Caryl exhaled a little petulantly, then murmured the words of the spell. I didn’t have fey glasses on, but the way the lig
ht drained out of her eyes told me that she’d transferred all her most inconvenient mental processes into the construct.
I kept my summary of the situation as brief and nontraumatic as I could, but there was one aspect I couldn’t leave out, and it made my stomach congeal into a cold lump just thinking about it.
“The worst thing,” I said, “is that even if they manage to get these wraiths back to Arcadia, you’re still on the hook for Tamika.” Realizing this would likely not be a quick meeting, I carefully lowered myself to a sitting position on the chilly basement floor so I could be at Caryl’s eye level.

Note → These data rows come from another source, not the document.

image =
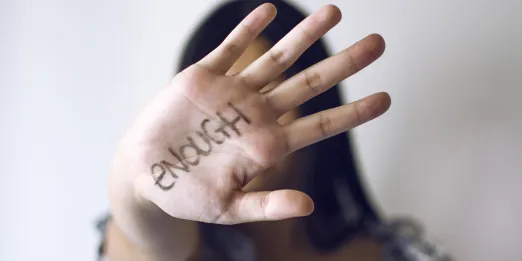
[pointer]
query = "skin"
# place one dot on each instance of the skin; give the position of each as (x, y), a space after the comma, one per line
(240, 181)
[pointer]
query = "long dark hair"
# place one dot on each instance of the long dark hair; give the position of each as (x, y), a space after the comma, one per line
(341, 206)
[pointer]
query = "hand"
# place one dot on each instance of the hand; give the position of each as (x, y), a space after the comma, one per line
(207, 134)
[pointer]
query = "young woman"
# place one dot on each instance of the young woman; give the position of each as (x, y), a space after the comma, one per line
(247, 132)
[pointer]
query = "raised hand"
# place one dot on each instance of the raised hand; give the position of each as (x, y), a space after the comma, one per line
(207, 134)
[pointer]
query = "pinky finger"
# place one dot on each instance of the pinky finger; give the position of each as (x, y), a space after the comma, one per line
(322, 125)
(266, 206)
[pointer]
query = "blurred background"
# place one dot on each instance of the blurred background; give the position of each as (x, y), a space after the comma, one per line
(74, 74)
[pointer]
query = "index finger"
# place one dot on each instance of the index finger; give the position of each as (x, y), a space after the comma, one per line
(225, 55)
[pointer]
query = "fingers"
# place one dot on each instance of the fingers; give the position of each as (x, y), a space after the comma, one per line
(287, 50)
(264, 206)
(223, 57)
(325, 74)
(322, 125)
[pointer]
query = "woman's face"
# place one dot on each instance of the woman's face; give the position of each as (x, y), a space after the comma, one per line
(283, 174)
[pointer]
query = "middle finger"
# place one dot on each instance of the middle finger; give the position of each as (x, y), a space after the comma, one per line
(283, 54)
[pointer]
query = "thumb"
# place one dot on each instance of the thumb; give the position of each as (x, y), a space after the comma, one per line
(269, 205)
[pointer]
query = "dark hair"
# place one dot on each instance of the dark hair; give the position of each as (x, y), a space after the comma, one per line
(341, 206)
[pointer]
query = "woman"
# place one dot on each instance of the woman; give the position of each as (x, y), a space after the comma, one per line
(247, 132)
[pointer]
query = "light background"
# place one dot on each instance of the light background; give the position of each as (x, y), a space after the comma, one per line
(73, 75)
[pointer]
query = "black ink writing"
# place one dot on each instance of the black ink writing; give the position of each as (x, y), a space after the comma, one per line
(191, 153)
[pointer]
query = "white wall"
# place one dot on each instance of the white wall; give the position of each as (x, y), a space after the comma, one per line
(73, 74)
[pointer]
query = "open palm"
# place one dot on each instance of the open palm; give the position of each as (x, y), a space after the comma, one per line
(207, 134)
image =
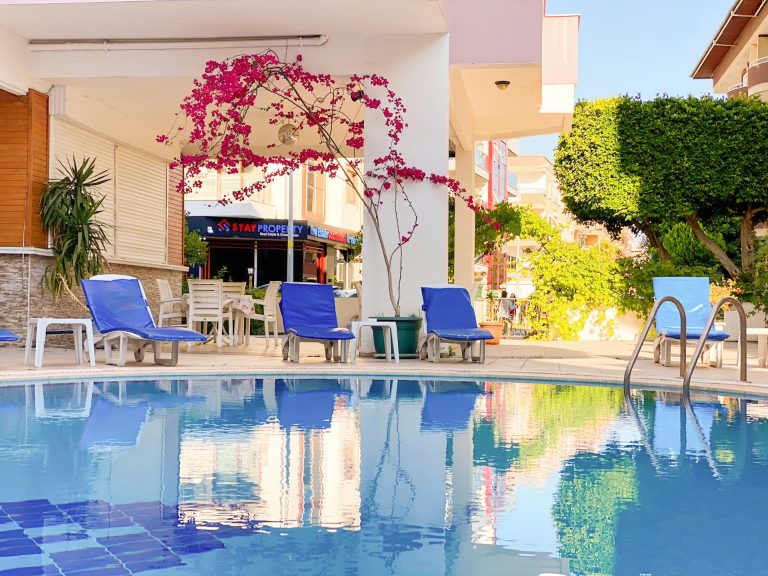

“If you think that is the worst thing,” said Caryl, “your priorities are severely misaligned. What concerns me is that allegedly Vivian’s plan is still underway. You do remember what her plan was, don’t you?”
“Large-scale property damage.” I shrugged. “So warn the nobles, and they can evacuate before their fancy houses blow up.”
“The estates are not simply houses, and they would not ‘blow up.’ That interdimensional void you see—or rather don’t see—inside a Gate? Arcadia would be riddled with vast tracts of it. Permanently.”
I took a moment to let the image sink in. “Okay. I’ll admit that sounds a little worse than an explosion, but it’s still kind of an ‘over there’ problem. I’m pretty good at not caring about ‘over there’ problems.”
“It becomes an ‘over here’ problem very quickly. Without the protection of their estates, the sidhe would be defenseless.”
“Against what?”
“In Arcadia, what we diplomatically refer to as ‘commoners’ are a huge and widely varied population that includes manticores, sea serpents, gorgons, any creature that has ever haunted a human nightmare. Even the less monstrous commoners resent the sidhe’s power and knowledge to varying degrees, and far outnumber them. Without their estates to protect them, the primary species we interact with would become extinct, leaving thousands of brilliant human minds severed from their Echoes. Human progress as we know it would grind to a halt.”